D. Before participating in
their first committee meeting, each member, operational staff, and any
qualified invited guest shall be required to review and sign a confidentiality
agreement covering the duration of their membership or service to the
committee. Signed confidentiality
agreements will be collected and retained by the coordinator.
E. A brief
reminder of the confidentiality clause and any other relevant process
directives will be presented at the beginning of each case review session.
F. For
in-person meetings, case-related materials may not be removed from meetings by
any member. At the conclusion of any meeting at which case-related material has
been distributed, the coordinator shall collect that material and destroy it.
G. For
virtual meetings, case summaries and decision forms shall be distributed
electronically via a secure encrypted program, and members shall be instructed
to delete the summaries from their inbox, hard-drive
or cloud-based storage at the conclusion of the meeting.

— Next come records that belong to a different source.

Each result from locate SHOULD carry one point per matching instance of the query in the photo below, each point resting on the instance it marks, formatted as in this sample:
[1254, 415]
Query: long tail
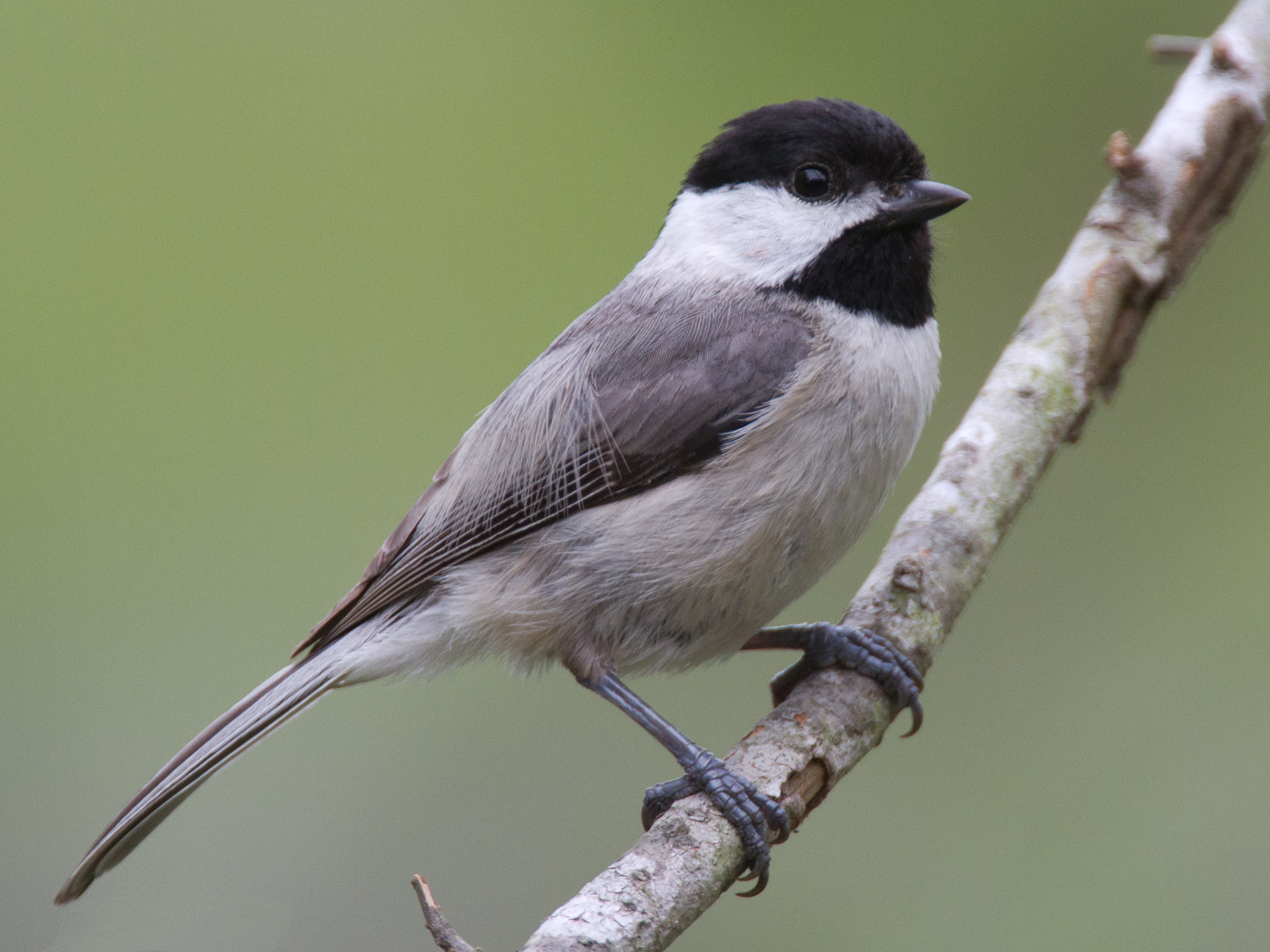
[278, 700]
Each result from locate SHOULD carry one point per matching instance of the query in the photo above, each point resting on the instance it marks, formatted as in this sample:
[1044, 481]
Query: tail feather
[276, 701]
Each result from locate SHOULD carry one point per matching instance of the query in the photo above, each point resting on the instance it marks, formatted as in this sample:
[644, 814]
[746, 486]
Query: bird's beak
[922, 201]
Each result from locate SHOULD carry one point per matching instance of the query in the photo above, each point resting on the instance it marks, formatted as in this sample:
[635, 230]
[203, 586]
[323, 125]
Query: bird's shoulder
[644, 386]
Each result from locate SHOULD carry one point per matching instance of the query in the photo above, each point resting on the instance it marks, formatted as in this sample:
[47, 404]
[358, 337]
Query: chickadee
[680, 465]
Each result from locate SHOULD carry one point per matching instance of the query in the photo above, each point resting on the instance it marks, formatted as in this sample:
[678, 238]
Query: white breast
[688, 572]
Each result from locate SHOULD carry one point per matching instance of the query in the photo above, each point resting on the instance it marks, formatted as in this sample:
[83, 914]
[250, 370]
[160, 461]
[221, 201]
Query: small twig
[1174, 48]
[442, 932]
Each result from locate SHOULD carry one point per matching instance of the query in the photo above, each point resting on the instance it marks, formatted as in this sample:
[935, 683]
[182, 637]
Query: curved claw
[661, 797]
[870, 655]
[751, 814]
[915, 708]
[759, 888]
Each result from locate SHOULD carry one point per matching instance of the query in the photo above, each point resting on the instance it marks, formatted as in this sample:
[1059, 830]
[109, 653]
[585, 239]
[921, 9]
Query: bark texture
[1132, 252]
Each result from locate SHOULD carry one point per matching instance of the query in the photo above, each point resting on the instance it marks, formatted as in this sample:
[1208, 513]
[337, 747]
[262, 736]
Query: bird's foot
[827, 645]
[748, 812]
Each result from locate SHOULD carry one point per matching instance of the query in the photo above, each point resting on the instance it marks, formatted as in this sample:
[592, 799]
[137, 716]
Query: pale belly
[685, 573]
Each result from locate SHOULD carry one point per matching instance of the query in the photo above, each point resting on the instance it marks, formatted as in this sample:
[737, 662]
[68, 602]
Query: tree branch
[1133, 249]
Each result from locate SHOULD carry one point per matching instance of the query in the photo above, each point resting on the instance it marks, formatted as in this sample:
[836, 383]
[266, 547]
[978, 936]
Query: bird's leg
[746, 809]
[826, 645]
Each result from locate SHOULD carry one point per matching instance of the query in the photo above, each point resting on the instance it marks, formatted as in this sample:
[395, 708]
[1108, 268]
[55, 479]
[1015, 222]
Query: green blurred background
[263, 263]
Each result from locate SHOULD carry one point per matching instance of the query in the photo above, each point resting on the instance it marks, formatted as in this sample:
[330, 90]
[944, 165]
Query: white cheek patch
[752, 232]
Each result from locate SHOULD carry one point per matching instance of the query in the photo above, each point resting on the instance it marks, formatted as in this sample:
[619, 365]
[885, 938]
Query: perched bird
[681, 464]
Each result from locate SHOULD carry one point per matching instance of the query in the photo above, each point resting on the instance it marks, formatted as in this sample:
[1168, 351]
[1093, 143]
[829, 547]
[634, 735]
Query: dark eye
[812, 181]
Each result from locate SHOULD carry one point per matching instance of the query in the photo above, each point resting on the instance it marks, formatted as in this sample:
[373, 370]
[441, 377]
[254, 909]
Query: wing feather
[643, 387]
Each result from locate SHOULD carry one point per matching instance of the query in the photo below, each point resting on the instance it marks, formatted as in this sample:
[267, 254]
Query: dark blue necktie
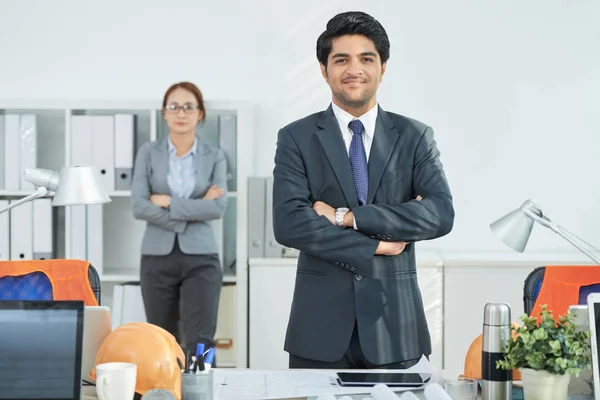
[358, 159]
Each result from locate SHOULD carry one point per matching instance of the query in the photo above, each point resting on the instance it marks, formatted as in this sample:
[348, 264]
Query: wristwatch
[339, 216]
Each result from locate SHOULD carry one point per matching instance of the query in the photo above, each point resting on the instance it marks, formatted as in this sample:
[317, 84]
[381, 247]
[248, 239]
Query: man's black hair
[353, 23]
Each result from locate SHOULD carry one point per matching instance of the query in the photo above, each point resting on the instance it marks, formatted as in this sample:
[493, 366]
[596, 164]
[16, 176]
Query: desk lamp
[74, 185]
[515, 228]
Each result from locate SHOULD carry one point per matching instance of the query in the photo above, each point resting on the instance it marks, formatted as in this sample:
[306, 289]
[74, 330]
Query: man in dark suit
[354, 188]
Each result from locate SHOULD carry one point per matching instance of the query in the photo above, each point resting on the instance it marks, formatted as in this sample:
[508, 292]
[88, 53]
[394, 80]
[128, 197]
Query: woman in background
[179, 186]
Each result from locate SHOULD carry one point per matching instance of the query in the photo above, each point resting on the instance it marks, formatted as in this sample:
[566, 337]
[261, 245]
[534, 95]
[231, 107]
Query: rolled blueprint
[383, 392]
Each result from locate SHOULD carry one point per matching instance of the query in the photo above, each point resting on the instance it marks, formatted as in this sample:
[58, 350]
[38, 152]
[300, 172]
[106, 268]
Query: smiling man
[354, 188]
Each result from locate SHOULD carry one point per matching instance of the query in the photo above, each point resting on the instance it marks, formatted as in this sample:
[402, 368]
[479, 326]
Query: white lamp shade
[80, 184]
[513, 229]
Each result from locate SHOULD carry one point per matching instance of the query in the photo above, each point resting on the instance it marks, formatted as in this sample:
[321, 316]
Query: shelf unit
[122, 234]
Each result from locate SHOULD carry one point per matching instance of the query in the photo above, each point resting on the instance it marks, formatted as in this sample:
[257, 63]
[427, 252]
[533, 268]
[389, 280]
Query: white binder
[128, 305]
[103, 146]
[42, 229]
[4, 233]
[81, 154]
[12, 144]
[21, 232]
[95, 243]
[2, 153]
[124, 142]
[28, 148]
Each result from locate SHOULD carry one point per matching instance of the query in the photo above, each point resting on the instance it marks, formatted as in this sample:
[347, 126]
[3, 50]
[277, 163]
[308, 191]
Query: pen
[210, 356]
[187, 361]
[199, 350]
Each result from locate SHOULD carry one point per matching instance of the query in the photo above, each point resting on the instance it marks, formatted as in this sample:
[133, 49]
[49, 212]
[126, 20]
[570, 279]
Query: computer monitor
[41, 347]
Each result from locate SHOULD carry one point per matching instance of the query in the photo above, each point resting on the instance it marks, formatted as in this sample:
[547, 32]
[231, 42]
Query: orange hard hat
[154, 350]
[473, 360]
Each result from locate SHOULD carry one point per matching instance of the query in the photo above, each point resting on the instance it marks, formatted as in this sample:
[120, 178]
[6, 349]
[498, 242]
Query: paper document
[289, 384]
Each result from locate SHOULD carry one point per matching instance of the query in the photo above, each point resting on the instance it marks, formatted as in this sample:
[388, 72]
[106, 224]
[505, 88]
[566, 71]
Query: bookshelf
[121, 233]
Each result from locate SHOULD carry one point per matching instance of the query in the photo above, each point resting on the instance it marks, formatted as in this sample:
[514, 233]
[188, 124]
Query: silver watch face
[339, 216]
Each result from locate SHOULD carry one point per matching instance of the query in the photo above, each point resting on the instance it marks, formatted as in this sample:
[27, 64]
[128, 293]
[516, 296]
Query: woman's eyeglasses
[187, 108]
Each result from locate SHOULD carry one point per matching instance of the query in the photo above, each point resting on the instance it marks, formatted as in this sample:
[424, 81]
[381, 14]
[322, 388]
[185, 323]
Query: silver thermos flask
[497, 383]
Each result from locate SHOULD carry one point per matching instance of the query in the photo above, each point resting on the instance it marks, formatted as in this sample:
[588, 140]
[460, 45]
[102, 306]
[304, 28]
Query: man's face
[353, 72]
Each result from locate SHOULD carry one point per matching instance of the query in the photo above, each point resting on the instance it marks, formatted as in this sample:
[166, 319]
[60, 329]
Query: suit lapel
[384, 142]
[335, 149]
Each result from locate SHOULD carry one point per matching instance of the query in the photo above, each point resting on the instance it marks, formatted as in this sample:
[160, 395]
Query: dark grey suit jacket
[339, 279]
[189, 219]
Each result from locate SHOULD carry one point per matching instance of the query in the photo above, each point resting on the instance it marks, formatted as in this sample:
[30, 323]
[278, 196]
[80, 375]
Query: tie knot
[356, 127]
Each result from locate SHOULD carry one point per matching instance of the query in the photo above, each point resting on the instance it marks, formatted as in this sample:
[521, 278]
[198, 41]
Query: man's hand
[390, 248]
[161, 200]
[213, 193]
[325, 210]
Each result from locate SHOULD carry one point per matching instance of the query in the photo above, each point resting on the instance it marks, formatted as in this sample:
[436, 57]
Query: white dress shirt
[368, 120]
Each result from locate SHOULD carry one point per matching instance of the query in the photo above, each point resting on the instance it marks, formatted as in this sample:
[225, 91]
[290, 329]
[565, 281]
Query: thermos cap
[497, 314]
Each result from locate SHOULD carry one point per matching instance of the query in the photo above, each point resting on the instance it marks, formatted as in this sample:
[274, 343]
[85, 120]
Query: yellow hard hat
[154, 350]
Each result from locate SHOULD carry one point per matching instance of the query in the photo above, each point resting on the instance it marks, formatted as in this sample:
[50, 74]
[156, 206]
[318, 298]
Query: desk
[249, 384]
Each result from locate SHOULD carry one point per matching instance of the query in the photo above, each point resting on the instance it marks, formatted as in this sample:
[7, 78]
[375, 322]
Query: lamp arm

[7.4.8.15 - N, NMAC, 11/08/2022]
7.4.8.16 DISSEMINATION
OF INFORMATION; DEVELOPMENT OF RECOMMENDATIONS; ADVANCEMENT OF RECOMMENDATIONS:
A. Data dissemination: The committee shall compile reports using
aggregate data and de-identified information on an annual basis in an effort to further study the causes and problems
associated with maternal mortality and severe maternal morbidity. These reports shall be distributed to:
(1) the New Mexico legislature;
(2) the Indian affairs department;
(3) office on African American affairs;
(4) health care providers;
(5) community-based organizations working
in the interest of maternal and child health;
(6) other government agencies as
necessary; and
(7) other entities as necessary to reduce
maternal mortality rate in the state.
B. Committee
members and operational staff may also deliver presentations using aggregated,
de-identified information to support and promote the study of causes and
problems associated with maternal mortality and severe maternal morbidity.